Benchmarked NLP Tasks
To demonstrate NSina's utility and provide a baseline for future Sinhala NLP development, the paper outlines three distinct NLP tasks: news media identification, news category prediction, and news headline generation. Each task is designed to benchmark the LLMs' performance and provide insights into their capabilities and limitations when handling Sinhala text.
- News Media Identification: This text classification task focuses on identifying the source of a news article based on its content. Given that each source has a unique style, this task not only evaluates models' understanding of textual styles but also serves as a tool for studying political biases within Sri Lankan news media.
- News Category Prediction: Another classification task that organizes news content into predefined categories such as local, international, sports, and business news. The task tests models' ability to understand and categorize content accurately.

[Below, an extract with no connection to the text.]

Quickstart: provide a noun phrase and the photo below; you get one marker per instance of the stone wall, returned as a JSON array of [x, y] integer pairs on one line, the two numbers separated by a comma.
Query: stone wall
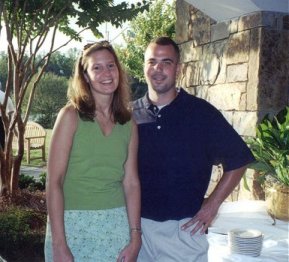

- News Headline Generation: This text generation task requires models to produce headlines for given news articles. It evaluates the models' capabilities in generating coherent and contextually relevant Sinhala text, providing insights into the challenges of Sinhala language generation.
Evaluation and Insights
The performance evaluation across these tasks revealed that while transformer models like XLM-R and SinBERT demonstrate strong capabilities in text classification, achieving high F1 scores, they struggle significantly with the text generation task. Notably, the text generation transformers, mBART and mT5, did not fare much better in headline generation, highlighting a crucial area for improvement in Sinhala LLMing. This performance discrepancy underscores the need for continued research and development of Sinhala-specific models and benchmarks.
Conclusion and Future Directions
NSina significantly contributes to Sinhala NLP by offering the largest and most comprehensive news corpus to date. Alongside the benchmark tasks, NSina sets the stage for future advancements in Sinhala language processing. The paper underscores the potential of NSina to foster improved model training and benchmarking, although it also highlights the challenges that lie ahead, especially in language generation tasks.
As the field moves forward, the research community is encouraged to build upon NSina, leveraging its resources to develop robust models tailored for Sinhala. Additionally, the establishment of a GLUE-like benchmark for Sinhala, as mentioned, would be a pivotal step towards standardizing model evaluation and promoting further innovation in the field of Sinhala NLP.